Copies of immigration, marriage and death records pointed to a cloaked prehistory of Renee Tami Goldberg (originally Ronia Tamar Goldberg), which seems to reveal the trauma Angelyne had both emerged and escaped from. She was born in Poland on Oct. 2, 1950, the daughter of Polish Jews who'd met in the Chmielnik ghetto during World War II they were among 500 to survive out of a population of 13,000, the rest sent to death at Treblinka. According to the documentation obtained from the International Tracing Service, established by the Red Cross as an archive of Nazi crimes her parents, Hendrik (aka Heniek or Henryk) Goldberg and Bronia (aka Bronis) Zernicka, endured unimaginable horrors at a series of concentration camps, first together at Skarzysko, where prisoners' main job was to make munitions, and then apart at the 20th century's most infamous hellscapes, including Buchenwald and Bergen-Belsen.
Bronia later submitted paperwork to Yad Vashem indicating she'd lost more than 40 relatives in the Holocaust, including her father, three brothers and a sister. Shortly after liberation, she and Hendrik married in the Foehrenwald displaced persons camp in Germany. They were eventually repatriated to Poland, which remained hostile to Jews after World War II. So after Goldberg's birth, the family immigrated to Israel, remaining in an ultra-orthodox community of Hasidic Jews called Bnei Brak, east of Tel Aviv, until 1959. (A younger sister, Annette, was born in 1954.)

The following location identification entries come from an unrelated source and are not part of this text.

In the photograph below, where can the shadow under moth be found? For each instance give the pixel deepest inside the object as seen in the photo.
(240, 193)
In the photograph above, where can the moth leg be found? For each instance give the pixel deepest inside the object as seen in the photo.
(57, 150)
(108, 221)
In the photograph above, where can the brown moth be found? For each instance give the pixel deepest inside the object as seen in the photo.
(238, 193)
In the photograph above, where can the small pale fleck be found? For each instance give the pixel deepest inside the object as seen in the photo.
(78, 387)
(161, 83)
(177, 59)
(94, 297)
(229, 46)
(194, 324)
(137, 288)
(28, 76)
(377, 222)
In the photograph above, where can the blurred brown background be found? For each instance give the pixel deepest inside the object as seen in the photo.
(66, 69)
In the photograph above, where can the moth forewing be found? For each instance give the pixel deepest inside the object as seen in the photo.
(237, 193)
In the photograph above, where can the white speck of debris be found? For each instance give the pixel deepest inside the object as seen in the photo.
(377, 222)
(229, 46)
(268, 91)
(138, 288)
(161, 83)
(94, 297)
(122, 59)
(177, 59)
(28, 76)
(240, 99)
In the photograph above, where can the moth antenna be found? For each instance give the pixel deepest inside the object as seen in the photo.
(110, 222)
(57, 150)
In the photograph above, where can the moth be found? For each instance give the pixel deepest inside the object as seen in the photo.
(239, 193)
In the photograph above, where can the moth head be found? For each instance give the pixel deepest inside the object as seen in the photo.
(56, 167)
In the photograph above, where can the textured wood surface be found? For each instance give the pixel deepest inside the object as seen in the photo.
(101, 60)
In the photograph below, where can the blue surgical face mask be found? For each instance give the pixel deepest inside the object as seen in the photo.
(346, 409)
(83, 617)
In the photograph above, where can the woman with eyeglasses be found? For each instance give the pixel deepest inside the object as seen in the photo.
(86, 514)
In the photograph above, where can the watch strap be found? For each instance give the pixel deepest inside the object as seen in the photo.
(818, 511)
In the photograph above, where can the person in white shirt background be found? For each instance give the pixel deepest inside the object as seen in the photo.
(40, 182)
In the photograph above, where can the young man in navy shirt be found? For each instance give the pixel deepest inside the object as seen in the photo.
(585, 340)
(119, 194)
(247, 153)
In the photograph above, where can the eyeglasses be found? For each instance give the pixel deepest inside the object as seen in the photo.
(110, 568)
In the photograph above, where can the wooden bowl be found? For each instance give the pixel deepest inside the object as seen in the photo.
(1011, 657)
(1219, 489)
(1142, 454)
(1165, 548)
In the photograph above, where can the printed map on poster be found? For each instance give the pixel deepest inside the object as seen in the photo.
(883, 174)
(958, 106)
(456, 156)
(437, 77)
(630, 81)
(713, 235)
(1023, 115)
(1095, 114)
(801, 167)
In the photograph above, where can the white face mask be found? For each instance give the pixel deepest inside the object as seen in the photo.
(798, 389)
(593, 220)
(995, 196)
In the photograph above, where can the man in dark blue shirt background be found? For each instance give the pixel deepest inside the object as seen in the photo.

They boarded a ship leaving Haifa for New York and settled in L.A.'s Fairfax District. Her father worked as a tool-and-die mechanic. Then, in 1965, her 44-year-old mother died of cancer. Goldberg was 14.
The next year Hendrik (now Henry) remarried another Holocaust survivor, a seamstress divorcee named Deborah, and Goldberg acquired a younger stepsister, Norma. She and her father moved from the Westside to Panorama City, deep in the San Fernando Valley, where she'd begin high school and Henry and Deborah would run a strip-mall liquor store in nearby Van Nuys. She'd have a brief marriage to the son of a Beverly Hills executive, living in Hollywood with him. Goldberg's paper trail ends with their divorce in 1969.
The entire thing is crazy and amazing. I don't really want to post a lot more pull quotes.